Tags I’m involved in

You’ll have to wait for the answer to what is my strategy for answering questions on SO. For a hint, let’s analyze the tags I’m involved in.

If we don’t count my first month of activity:

stack_users(myID, "tags", num_pages = 40,
            fromdate = today() - months(11)) %>%
  select(name, count) %>%
  as_tibble()
## # A tibble: 155 x 2
##    name                count
##    <chr>               <int>
##  1 r                     187
##  2 performance            36
##  3 rcpp                   34
##  4 parallel-processing    33
##  5 foreach                19
##  6 r-bigmemory            14
##  7 vectorization          12
##  8 for-loop               11
##  9 matrix                 11
## 10 doparallel             10
## # ... with 145 more rows

I’m obviously answering only R questions. The tags I’m mostly answering questions from are “performance”, “rcpp”, “parallel-processing”, “foreach”, “r-bigmemory” and “vectorization”.

Performance

As you can see, all these tags are about performance of code. I really enjoy performance problems (get the same result but much faster).

I can spend hours on a question about performance and am sometimes rewarded with a solution that is 2-3 order of magnitude faster (see e.g. this other post).

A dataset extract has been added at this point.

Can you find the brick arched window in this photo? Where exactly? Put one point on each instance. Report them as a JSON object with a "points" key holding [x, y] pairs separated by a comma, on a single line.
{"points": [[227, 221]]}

I hope I could share my knowledge about performance through a tutorial in Toulouse next year.

Conclusion and answer

So, the question was “What is my strategy for answering questions on SO?”. And the answer is.. in the title: I am a subscriber.

I subscribe to tags on Stack Overflow. It has many benefits:

  • you don’t have to rush to answer because questions you receive by mail are 30min-old (unanswered?) ones, so the probability that someone will answer at the same time as you is low.

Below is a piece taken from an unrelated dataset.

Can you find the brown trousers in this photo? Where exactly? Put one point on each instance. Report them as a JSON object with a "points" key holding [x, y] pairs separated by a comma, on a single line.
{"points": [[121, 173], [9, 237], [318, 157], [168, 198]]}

  • you can focus and what you’re good at, what you’re interested in, or just what you want to learn. For example, I subscribed to the very new tag “r-future” (for the R package {future}) because I’m interested in this package, even if I don’t know how to use it yet. I had the chance to meet with its author, Henrik Bengtsson, at eRum2018 and he actually already knew me through parallel questions on SO :D.

However, some tags (like “performance” or “foreach”) are relevant to many programming languages so that you would be flooded with irrelevant questions if subscribing directly to these tags. A simple solution to this problem is to subscribe to a feed of a combination of tags, like https://stackoverflow.com/feeds/tag?tagnames=r+and+foreach&sort=newest. I use this website to subscribe to feeds.

I will continue answering questions on SO, so see you there!


PS: I’m not sure you would get only unanswered questions with this technique.